Spring 2019 will see the arrival of the six-cylinder 3 Series, the M340i. With 382hp (284kW) and 369lb-ft (500Nm) of torque, this would zip past an M3 of just a few years ago, making me wonder just how many horses the Bavarians will manage to cram under the hood of the actual-for-real G20 M3 when it finally shows up. For those whose tastes are more serene, a plug-in hybrid 330e will go on sale in 2020.
BMW has sold a lot of metal over the years by proclaiming itself the true home of the driver’s car, and it says it’s done a lot to ensure the new 3 Series is engaging to drive. The weight balance is 50:50 front-to-rear, and the body is 25 percent stiffer than before as well as being a little lighter. Weight has been taken out of the suspension with the use of aluminum, particularly in unsprung components. And there are M Sport and Adaptive M suspension options for those whose commute might include a quick detour around the Nordschleife.
The new 3 Series styling shouldn’t startle any potential customers, and is recognizably “3 Series.” It’s grown yet again, both in overall dimensions (2.9 inches longer, 0.5 inches taller, 0.6 inches wider) and in wheelbase (1.6 inches) and track (1.7 inches front, 0.8 inches rear). But its slipperier than before, with a drag coefficient (Cd) of just 0.26.
In addition to the now-expected advanced driver assistance systems (ADAS) like adaptive cruise, pedestrian detection, collision detection, and so on, the G20 also gains what BMW is calling the “Intelligent Personal Assistant.” BMW says this will learn your routines and habits so it can be helpful, responding to commands like “Hey BMW, I’m cold” by turning up the cabin heat.

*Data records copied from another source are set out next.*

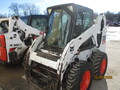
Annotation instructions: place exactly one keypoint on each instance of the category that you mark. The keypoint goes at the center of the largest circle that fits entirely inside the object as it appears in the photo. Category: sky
(99, 6)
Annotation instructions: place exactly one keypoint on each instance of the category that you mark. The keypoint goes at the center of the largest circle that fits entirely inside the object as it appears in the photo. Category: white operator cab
(71, 52)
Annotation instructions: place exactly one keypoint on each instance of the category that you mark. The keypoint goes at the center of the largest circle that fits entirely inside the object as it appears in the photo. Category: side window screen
(87, 20)
(79, 20)
(39, 23)
(84, 20)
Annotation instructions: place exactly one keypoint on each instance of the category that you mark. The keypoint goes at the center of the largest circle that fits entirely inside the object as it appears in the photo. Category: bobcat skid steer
(15, 38)
(71, 53)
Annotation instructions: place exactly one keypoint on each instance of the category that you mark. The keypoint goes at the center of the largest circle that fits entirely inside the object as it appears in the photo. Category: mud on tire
(74, 76)
(99, 64)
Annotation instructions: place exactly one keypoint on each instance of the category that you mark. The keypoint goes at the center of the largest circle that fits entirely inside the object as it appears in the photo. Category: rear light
(11, 49)
(41, 33)
(3, 52)
(35, 37)
(27, 56)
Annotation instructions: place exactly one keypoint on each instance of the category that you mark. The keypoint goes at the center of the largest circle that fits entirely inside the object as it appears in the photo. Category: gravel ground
(113, 52)
(11, 75)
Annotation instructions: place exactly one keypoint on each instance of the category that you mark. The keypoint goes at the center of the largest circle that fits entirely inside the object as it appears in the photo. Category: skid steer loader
(71, 53)
(15, 38)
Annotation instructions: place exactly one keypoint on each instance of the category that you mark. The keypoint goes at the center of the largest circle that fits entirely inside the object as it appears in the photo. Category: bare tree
(29, 9)
(15, 9)
(23, 9)
(3, 15)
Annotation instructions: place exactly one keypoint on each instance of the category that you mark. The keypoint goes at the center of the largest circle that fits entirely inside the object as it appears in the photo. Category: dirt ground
(11, 75)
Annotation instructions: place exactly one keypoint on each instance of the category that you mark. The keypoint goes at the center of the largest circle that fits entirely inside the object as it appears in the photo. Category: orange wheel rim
(103, 66)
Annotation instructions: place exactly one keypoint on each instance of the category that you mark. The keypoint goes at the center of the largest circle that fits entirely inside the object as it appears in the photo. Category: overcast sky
(99, 6)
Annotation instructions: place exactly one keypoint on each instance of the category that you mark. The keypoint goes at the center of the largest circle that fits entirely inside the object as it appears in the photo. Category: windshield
(39, 23)
(25, 19)
(4, 26)
(59, 23)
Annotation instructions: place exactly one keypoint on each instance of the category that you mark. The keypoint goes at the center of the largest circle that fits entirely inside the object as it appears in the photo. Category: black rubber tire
(73, 77)
(96, 59)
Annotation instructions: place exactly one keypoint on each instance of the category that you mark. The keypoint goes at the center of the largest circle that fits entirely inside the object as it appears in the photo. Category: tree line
(25, 9)
(31, 9)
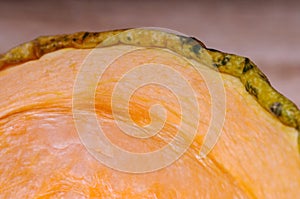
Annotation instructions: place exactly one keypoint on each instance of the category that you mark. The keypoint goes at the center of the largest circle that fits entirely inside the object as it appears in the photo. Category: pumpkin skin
(42, 155)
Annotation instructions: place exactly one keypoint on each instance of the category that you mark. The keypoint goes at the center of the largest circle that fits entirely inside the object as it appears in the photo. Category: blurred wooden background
(268, 32)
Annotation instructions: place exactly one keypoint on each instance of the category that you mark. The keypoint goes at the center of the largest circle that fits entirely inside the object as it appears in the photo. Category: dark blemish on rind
(225, 60)
(248, 66)
(251, 89)
(216, 65)
(213, 50)
(276, 108)
(264, 77)
(196, 48)
(85, 35)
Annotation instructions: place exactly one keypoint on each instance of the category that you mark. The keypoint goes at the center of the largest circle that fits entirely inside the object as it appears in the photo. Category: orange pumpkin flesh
(43, 157)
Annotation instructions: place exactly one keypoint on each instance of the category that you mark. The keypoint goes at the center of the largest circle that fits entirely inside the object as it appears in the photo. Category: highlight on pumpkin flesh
(254, 81)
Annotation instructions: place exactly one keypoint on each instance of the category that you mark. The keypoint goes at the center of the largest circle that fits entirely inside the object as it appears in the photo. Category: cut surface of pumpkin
(42, 154)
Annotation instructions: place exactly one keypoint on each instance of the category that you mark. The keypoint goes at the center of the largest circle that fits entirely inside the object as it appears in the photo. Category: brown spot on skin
(85, 35)
(276, 108)
(248, 66)
(251, 89)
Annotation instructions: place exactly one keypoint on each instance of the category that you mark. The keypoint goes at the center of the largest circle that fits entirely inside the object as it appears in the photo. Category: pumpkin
(239, 140)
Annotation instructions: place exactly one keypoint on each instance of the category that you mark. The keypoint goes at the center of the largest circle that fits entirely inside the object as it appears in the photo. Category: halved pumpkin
(43, 156)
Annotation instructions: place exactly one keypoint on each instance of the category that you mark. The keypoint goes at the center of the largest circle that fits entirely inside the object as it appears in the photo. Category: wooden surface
(266, 32)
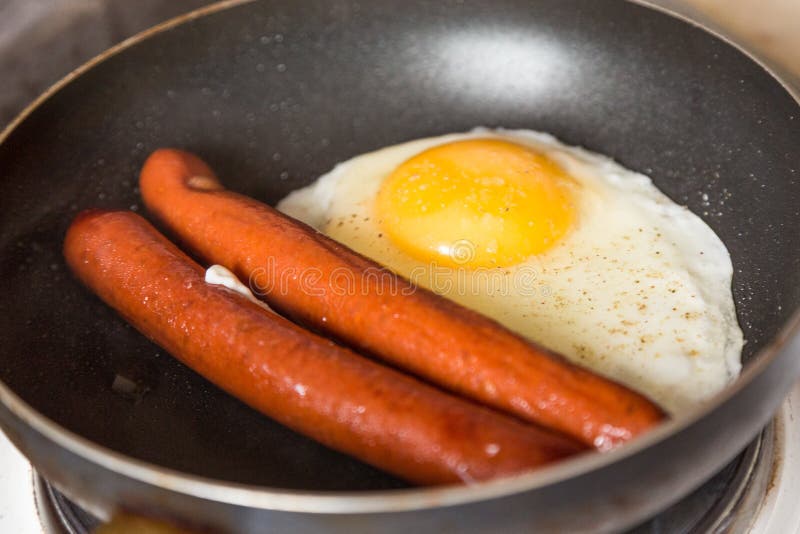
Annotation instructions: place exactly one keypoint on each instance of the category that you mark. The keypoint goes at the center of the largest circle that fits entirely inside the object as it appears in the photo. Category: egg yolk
(476, 203)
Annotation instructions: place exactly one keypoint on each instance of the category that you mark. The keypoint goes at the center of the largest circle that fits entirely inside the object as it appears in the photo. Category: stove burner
(726, 503)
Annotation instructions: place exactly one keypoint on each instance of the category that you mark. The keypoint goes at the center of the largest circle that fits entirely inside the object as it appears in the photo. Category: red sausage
(306, 382)
(413, 329)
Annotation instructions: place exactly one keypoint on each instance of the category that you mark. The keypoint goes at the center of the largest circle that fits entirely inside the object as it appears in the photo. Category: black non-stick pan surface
(275, 93)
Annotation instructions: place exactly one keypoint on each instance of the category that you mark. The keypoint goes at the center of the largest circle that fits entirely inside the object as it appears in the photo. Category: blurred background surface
(43, 40)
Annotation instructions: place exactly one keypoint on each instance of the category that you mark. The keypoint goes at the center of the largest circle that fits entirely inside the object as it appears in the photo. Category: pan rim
(379, 501)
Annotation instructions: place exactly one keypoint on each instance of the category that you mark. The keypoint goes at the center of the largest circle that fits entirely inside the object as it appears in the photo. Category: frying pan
(273, 94)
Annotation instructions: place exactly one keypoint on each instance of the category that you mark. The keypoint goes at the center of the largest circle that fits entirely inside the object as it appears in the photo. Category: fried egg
(561, 245)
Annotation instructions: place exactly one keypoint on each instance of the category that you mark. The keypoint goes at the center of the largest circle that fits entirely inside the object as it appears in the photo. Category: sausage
(410, 327)
(345, 401)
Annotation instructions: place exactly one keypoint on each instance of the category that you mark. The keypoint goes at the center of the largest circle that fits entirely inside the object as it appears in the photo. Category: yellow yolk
(476, 203)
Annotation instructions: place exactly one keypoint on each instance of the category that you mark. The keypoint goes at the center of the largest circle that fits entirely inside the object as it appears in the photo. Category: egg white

I can already hear many of you rolling your eyes at that, but it seems like almost every automaker is working on in-car AI, so you might as well get used to the concept. Plus, the natural language processing in BMWs might be the best we’ve encountered. And hey, iDrive was pretty rubbish in its first incarnation before turning into a fine infotainment system.